I've always dressed mine up. Especially for events etc. I had someone make then hand made prom dresses for my 21st birthday. I think they look cute in them. Mine don't wear them in the heat though


----------



## Huly (Mar 5, 2012)

Moonfall said:


> I didn't understand it (beyond coats) until I got a chihuahua, and having one with special needs regarding pollens makes it even more so.
> 
> Of course, if you asked me when I was younger if I ever would own a chi I would have laughed in your face, so ah well!!


I am right there with you! If you would have asked me if I would have ever owned a chi I would have laughed at you too!


----------



## jan896 (Dec 9, 2009)

my 2 like to go NEKKID :nshocked2: ...... 'cept in the Winter then they tolerate a jacket or coat, if they must, but would much rather be tucked inside MY coat as I am wearing it.....




.


----------



## Kismet (Jun 18, 2014)

I think it's an extension of giving them the best life you can and another way to fuss over them and make them feel special. My guys wear jumpers and coats but it's too warm during a lot of the year for anything else. I work as a Trainer for Behaviour Vets and much of my job revolves around observing and reporting body language. What I love about most of the dogs that get dressed in what one might call fashion wear on this forum is that they all look so happy and comfortable. I also often read things like 'she'd had enough so we'll try the rest of the clothes on tomorrow'. I love the care and respect that everyone shows for their dogs on this forum. The dogs here are so very lucky nekkid or clothed.


----------



## Chiluv04 (Dec 19, 2013)

Kismet said:


> I think it's an extension of giving them the best life you can and another way to fuss over them and make them feel special. My guys wear jumpers and coats but it's too warm during a lot of the year for anything else. I work as a Trainer for Behaviour Vets and much of my job revolves around observing and reporting body language. What I love about most of the dogs that get dressed in what one might call fashion wear on this forum is that they all look so happy and comfortable. I also often read things like 'she'd had enough so we'll try the rest of the clothes on tomorrow'. I love the care and respect that everyone shows for their dogs on this forum. The dogs here are so very lucky nekkid or clothed.

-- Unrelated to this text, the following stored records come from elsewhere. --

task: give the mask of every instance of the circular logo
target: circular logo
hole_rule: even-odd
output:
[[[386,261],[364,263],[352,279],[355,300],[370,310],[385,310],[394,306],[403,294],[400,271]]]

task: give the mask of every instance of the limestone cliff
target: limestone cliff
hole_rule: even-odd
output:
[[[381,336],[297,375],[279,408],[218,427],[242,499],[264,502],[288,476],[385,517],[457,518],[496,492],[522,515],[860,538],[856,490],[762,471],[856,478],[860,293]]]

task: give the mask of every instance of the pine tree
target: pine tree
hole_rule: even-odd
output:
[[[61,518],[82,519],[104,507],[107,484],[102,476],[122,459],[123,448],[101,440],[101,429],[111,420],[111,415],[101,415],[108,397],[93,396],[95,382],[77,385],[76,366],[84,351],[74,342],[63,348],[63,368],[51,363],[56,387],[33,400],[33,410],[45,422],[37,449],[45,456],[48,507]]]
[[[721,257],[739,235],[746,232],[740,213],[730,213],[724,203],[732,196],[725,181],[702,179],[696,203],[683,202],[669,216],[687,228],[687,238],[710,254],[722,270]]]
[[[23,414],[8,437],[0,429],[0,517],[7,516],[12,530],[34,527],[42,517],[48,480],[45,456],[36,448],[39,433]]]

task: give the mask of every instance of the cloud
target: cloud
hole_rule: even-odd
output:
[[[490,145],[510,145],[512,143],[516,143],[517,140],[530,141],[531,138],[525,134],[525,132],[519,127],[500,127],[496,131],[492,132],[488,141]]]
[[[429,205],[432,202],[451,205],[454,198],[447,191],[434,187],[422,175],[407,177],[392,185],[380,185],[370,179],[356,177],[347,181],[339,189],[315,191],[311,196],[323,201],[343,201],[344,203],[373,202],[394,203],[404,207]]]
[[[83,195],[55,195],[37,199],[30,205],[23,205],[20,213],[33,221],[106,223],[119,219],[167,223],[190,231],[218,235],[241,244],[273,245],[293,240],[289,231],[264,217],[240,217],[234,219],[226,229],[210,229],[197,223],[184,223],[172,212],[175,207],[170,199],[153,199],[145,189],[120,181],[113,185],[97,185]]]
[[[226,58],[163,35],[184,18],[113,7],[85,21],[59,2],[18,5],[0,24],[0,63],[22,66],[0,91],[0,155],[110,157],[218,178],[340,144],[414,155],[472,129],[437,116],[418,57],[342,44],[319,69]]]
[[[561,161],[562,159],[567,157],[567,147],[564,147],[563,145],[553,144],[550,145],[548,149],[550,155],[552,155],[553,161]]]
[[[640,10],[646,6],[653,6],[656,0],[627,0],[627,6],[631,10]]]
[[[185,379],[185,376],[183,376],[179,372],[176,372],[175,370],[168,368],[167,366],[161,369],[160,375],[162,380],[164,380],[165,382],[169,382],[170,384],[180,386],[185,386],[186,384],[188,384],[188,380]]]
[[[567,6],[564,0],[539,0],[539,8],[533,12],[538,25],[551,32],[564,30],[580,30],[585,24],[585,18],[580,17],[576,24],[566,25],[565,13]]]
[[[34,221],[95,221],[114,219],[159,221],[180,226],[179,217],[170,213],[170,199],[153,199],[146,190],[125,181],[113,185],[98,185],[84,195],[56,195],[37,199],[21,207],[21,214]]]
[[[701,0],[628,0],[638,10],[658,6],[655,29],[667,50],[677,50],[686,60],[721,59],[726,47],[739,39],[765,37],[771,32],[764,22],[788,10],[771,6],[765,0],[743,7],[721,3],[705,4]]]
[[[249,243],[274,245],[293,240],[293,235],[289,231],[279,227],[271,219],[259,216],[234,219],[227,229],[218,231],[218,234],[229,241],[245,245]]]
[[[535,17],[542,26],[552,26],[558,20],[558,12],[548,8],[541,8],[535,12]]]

Thank you so much for everything you said and acknowledging what we do this purely out of love for our dogs. I've definitely said and have heard Elaina say all the time that her dog has had enough of trying clothes on and will try again later. As someone said, a dog who's been dressed since a young pup doesn't know any better and they're used to it. And to some judgmental people who see it as ridiculous, should know that there are some dogs ( not just chi's ) who actually like clothes. For me I don't feel it is a 'Need' as someone said earlier. It is more of a hobby I enjoy and am lucky to have dogs who enjoy it too. As they are an extension of ME. Oh and I'd like to add, that I am a fashionable person lol, as some of you have seen in my posts, so it's only right that I choose fashionable clothes for my dogs. Otherwise what is the point? I do not view my dogs as a fashion accessory though. I view them as my family, as no amount of clothes in the world can give me the satisfaction, love and loyalty that they give me.


----------



## Corona Pup (Jan 27, 2015)

I've tried to dress Corona, but I think she looks so silly in clothes! Well, in dresses anyway! She has sweaters and jackets for the cold. I am still thinking it's because of her shape, that she has to wear extra smells because she is so tiny, yet she is very long and so the dresses are just so short on her. Funny this topic came up as I put a cute little fluffy dress on her yesterday because it was my son's birthday and ended up taking it off as I couldn't handle how silly she looked! Some of you alls chis look darling in clothes, but I def prefer Rona nakey!!!


----------



## Wicked Pixie (Oct 14, 2011)

I agree with you there Meoshia, people often assume the dogs are being forced to wear the clothes, when nothing is further from the truth. if a dog truly hates clothes, it will take them off! Mouse will ask for clothes to be put on when the temperature drops, but if she gets hot overnight we find her naked in the morning.


----------



## LittleBeverly2015 (Jan 26, 2015)

Mine are almost always naked in the house, unless it is winter time and they seem cold. Beverly loves wearing clothes. She sticker her head into them herself. My dogs are my little babies. I am not ready for kids yet, and these dogs are me and my husband's everything. Some think I am crazy for pushing my little dogs in a stroller and dressing them. Like others have said, my dogs deserve the best I can possibly give them. Beverly has a collapsing trachea and tires very easily, and Bentley's little short legs are not yet ready for long walks They adore getting to ride in their stroller. They run and try to climb in themselves! Bentley has even almost climbed into the basket on the bottom because he is so excited. I would literally give my dogs anything they wanted. And they want clothes!


----------



## zellko (Jul 3, 2013)

I never intended to dress my chi when I was waiting to find one. Then, the first weekend we had him we went camping and he FROZE, well, almost. He WANTS to wear clothes when it is cold. He will try to dress himself by poking his head inside his little shirt. He will carry them in his mouth, too. Last week, he was naked but found one of his sister's shirts (she's tiny and gets very cold in the AC). He tried to put it on. It's my opinion that lots of chis who shiver need clothes! When mine shiver I dress them and the shivering stops. Since chis love soft things, I think they like the feel of soft fabric on their bellies, too.


----------